It seems Australians are on the fence when it comes to the implications and consequences of the Internet of Things and connected life.
That is according to Intel Security’s first Safeguarding the Future of Digital Australia in 2025 report, which claims that: 49 per cent are comfortable with tech taking a more dominant role in daily life (16 per cent uncomfortable); 42 per cent think tech is making life more complicated; 39 per cent are okay with wearables transmitting personal information to health providers.
The report is based on a sample of 1260 Australians aged between 18 and 64, 54 per cent of whom thought it was unfair for financial credit ratings or job opportunities to be based on “only reputation” and 68 per cent were concerned that young people’s identity comes from their online persona.

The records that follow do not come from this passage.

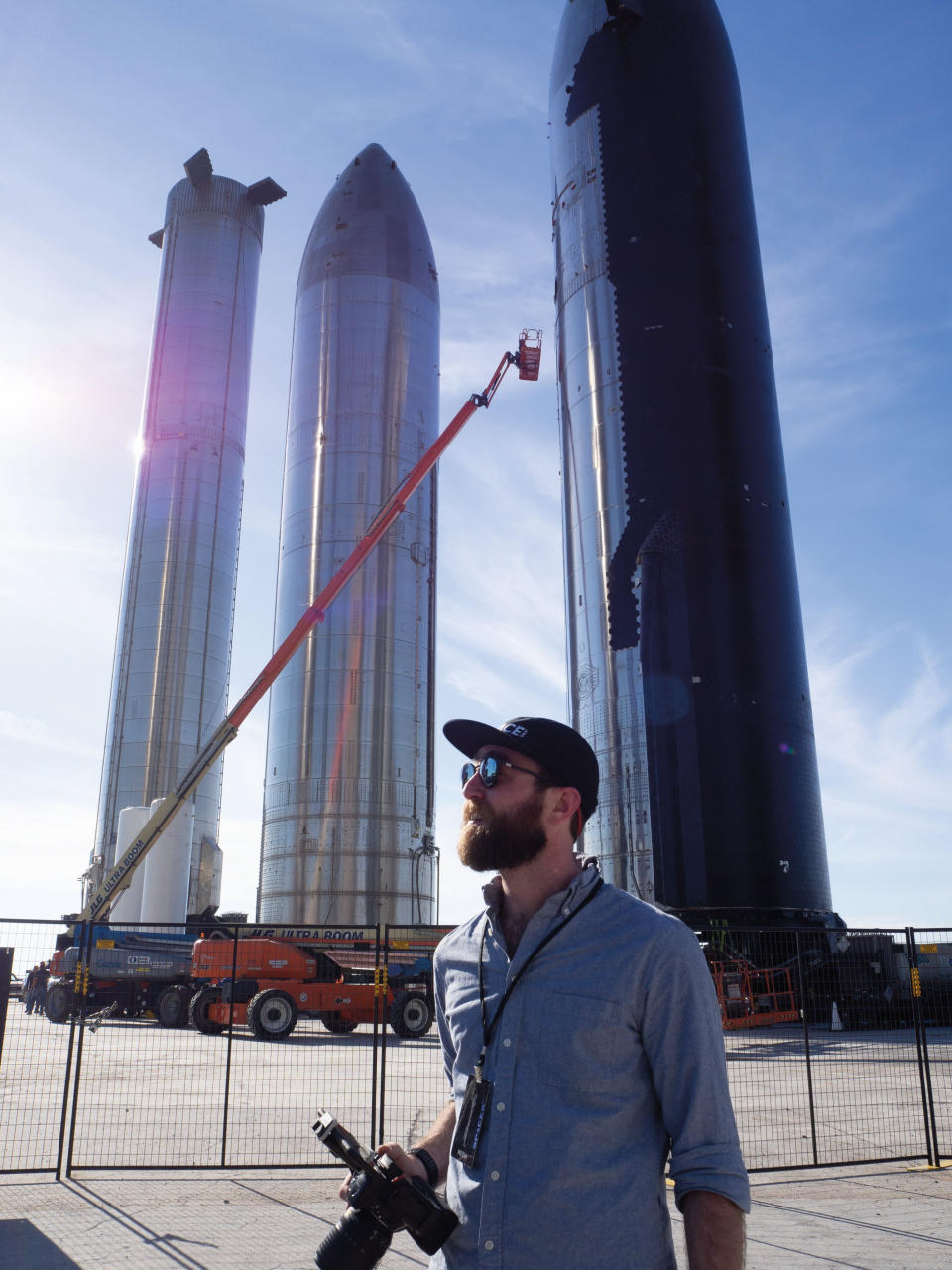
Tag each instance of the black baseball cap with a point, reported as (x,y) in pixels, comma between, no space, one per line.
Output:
(566,756)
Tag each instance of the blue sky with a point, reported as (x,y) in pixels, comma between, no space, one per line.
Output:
(847,107)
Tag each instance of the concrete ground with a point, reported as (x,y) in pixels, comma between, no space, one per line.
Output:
(874,1216)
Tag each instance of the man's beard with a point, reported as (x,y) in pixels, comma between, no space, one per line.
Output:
(502,839)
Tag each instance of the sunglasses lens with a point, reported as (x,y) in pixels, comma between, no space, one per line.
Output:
(488,770)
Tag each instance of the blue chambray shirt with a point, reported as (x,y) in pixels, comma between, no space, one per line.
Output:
(608,1053)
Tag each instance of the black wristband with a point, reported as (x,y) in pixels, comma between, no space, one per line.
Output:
(428,1162)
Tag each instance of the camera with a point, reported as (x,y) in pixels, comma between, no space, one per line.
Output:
(381,1201)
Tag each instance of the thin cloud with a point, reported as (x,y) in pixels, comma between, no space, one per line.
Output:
(36,731)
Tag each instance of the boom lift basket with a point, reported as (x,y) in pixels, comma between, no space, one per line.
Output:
(530,354)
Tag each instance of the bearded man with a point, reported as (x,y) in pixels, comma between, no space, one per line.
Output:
(580,1037)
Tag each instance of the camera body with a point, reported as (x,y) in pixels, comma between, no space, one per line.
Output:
(381,1201)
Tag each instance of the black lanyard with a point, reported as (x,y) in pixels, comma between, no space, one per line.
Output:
(489,1029)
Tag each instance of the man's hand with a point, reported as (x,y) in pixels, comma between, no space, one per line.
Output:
(436,1142)
(714,1230)
(407,1164)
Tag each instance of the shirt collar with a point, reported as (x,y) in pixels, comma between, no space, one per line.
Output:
(565,899)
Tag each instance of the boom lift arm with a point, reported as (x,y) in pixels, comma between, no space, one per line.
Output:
(118,879)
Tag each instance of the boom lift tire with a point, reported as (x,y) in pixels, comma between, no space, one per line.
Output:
(60,1003)
(411,1014)
(334,1021)
(272,1015)
(173,1005)
(198,1011)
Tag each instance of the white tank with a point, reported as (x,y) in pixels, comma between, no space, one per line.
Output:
(167,869)
(128,906)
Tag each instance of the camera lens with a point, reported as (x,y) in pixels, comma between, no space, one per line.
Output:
(357,1242)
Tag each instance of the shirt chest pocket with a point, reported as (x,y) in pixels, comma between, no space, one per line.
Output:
(578,1043)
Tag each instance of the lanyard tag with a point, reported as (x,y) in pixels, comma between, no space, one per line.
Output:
(474,1115)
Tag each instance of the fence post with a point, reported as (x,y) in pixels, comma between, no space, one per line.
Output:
(379,1076)
(227,1051)
(82,970)
(921,1046)
(806,1051)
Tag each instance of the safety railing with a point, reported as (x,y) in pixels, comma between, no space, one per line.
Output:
(158,1048)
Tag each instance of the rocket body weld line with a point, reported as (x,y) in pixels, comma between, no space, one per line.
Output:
(227,730)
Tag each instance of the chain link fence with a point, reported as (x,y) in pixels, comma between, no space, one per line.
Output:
(172,1048)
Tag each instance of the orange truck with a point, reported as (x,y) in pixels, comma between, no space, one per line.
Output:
(270,983)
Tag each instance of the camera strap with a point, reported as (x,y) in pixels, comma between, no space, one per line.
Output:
(479,1091)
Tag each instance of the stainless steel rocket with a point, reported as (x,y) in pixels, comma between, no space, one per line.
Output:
(173,645)
(348,804)
(685,648)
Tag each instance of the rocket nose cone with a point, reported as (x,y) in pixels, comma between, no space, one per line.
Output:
(373,154)
(370,222)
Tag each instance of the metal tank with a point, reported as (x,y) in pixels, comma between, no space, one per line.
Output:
(173,645)
(348,792)
(685,649)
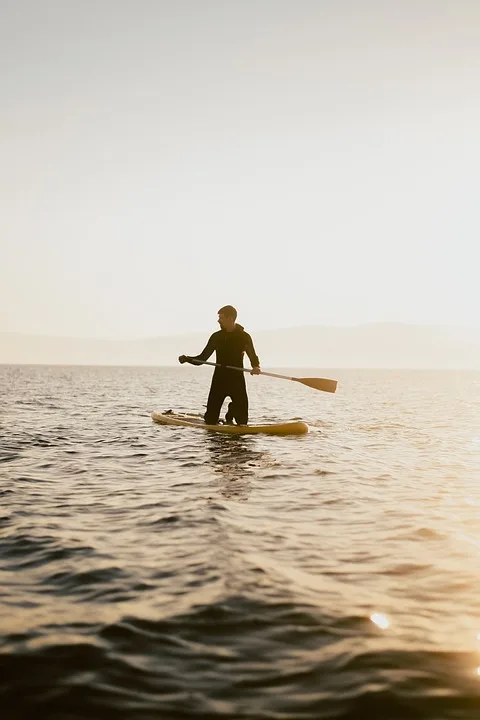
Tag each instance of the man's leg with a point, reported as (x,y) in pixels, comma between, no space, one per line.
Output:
(216,396)
(239,405)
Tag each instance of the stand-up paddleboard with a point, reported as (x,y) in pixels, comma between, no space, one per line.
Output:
(194,421)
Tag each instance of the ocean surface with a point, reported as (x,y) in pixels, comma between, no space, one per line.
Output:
(161,572)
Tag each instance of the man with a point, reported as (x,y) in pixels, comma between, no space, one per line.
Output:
(230,343)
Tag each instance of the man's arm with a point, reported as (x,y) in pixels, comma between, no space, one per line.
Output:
(252,355)
(209,348)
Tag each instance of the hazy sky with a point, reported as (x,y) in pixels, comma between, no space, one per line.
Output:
(311,162)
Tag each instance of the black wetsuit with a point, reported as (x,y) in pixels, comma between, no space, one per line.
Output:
(230,348)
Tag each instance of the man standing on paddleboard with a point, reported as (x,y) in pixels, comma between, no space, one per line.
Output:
(230,343)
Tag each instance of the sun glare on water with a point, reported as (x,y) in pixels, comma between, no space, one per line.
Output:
(381,620)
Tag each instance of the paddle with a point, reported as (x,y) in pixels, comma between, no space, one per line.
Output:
(315,383)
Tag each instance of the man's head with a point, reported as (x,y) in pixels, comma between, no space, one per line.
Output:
(226,317)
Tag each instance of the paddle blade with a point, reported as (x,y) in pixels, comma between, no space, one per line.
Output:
(319,383)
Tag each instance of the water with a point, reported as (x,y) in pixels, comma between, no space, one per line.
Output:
(160,572)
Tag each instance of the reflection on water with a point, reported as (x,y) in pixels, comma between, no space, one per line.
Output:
(234,460)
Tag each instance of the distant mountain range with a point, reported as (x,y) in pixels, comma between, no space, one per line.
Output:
(378,345)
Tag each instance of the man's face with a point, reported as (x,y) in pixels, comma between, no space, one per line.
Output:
(225,321)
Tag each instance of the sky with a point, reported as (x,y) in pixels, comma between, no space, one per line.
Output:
(308,161)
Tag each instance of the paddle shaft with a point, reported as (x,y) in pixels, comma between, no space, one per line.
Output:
(315,383)
(233,367)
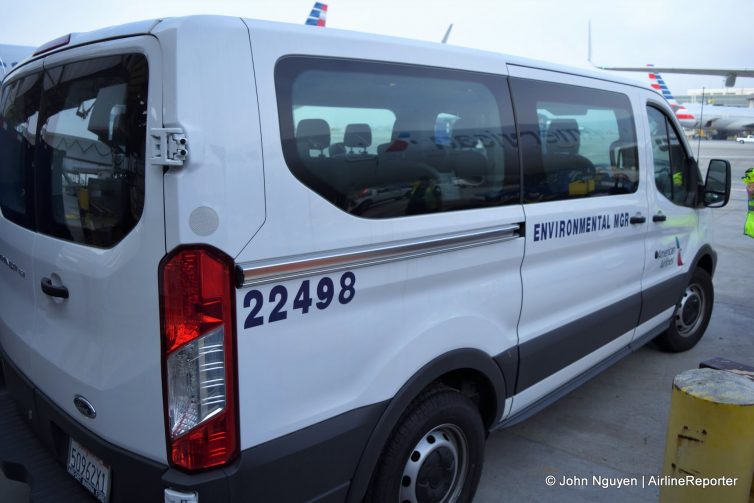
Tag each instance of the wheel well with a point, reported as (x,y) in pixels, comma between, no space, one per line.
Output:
(476,387)
(706,263)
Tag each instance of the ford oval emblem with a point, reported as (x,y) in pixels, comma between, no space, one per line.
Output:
(84,406)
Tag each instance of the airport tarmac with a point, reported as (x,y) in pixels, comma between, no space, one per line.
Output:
(613,426)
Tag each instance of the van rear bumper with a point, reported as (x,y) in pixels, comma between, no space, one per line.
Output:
(315,463)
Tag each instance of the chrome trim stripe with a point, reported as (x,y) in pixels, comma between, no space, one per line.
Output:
(276,270)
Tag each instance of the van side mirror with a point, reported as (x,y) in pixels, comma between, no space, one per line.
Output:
(717,185)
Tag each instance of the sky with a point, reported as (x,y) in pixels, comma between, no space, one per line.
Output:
(624,32)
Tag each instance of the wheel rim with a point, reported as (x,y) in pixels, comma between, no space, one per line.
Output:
(436,468)
(690,311)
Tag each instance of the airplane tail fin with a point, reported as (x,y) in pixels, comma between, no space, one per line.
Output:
(318,16)
(657,83)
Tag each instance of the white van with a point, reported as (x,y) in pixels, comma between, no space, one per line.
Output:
(253,261)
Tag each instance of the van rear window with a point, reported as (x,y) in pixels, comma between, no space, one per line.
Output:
(383,140)
(84,126)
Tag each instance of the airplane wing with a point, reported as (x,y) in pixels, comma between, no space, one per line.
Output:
(730,74)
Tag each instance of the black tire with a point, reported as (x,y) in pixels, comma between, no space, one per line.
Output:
(434,454)
(691,316)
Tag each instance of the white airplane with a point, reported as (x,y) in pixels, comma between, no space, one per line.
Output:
(725,119)
(10,55)
(730,74)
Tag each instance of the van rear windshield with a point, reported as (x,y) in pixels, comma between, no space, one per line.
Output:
(72,149)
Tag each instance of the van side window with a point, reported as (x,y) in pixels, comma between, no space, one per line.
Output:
(90,157)
(670,160)
(18,130)
(575,141)
(381,140)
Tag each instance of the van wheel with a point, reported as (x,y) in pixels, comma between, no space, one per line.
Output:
(691,316)
(435,453)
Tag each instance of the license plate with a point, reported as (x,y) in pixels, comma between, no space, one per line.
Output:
(89,470)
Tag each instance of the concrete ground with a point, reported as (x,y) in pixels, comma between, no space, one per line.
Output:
(614,425)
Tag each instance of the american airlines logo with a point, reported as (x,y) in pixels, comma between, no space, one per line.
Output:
(12,266)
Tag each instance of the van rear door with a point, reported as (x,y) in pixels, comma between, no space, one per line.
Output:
(101,235)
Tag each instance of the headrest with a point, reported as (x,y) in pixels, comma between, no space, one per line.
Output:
(563,137)
(464,134)
(358,135)
(314,133)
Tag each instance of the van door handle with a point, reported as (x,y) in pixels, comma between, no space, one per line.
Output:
(60,292)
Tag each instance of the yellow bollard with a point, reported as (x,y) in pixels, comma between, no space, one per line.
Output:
(709,451)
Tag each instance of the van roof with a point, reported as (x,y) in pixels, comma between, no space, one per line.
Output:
(154,26)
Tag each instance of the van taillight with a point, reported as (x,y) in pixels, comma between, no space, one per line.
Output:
(198,360)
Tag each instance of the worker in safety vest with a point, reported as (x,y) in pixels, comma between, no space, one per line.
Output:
(748,179)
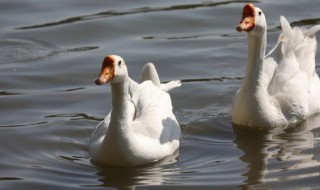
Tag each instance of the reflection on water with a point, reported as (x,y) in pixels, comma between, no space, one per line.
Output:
(50,53)
(292,148)
(130,12)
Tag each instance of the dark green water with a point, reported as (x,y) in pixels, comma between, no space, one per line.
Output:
(51,52)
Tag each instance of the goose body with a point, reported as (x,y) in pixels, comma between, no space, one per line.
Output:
(282,88)
(141,127)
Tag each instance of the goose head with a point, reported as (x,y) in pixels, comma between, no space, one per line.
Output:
(113,70)
(253,20)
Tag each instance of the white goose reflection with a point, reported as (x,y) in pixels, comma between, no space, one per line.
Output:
(127,178)
(279,154)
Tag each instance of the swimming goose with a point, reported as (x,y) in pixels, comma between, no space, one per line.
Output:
(141,127)
(282,88)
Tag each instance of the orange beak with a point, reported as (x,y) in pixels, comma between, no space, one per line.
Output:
(248,21)
(107,71)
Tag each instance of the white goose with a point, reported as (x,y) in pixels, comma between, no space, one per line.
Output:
(141,127)
(282,88)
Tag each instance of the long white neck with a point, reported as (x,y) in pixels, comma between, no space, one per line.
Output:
(120,118)
(256,54)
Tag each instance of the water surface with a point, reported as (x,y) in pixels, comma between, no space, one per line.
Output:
(51,52)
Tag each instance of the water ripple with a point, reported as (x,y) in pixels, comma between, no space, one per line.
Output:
(113,13)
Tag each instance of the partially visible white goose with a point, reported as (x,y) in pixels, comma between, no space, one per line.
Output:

The figures reflect a mixed response to online safety, a chief concern of Intel’s.
“With the rapid changes and advancement in technology that collects and shares personal information, security cannot be an afterthought,” McAfee (part of Intel Security) Asia-Pacific (APAC) chief technology officer (CTO), Sean Duca, said.
“When you add that we may be implanting technologies into our bodies and relying on them for enhanced function and to keep ourselves healthy, it becomes even more imperative that we can trust them and that we enable a safe future.”
Social media privacy is a key facet in this regard. McAfee global chief privacy officer, Michelle Dennedy, said that digital lives must include controls around privacy so that levels of participation are predetermined in order to shape an online reputation.
But at the end of the day, we tend to lose track of what is and is not private at the hands of ever-changing privacy policies, arguably most of which remain unread.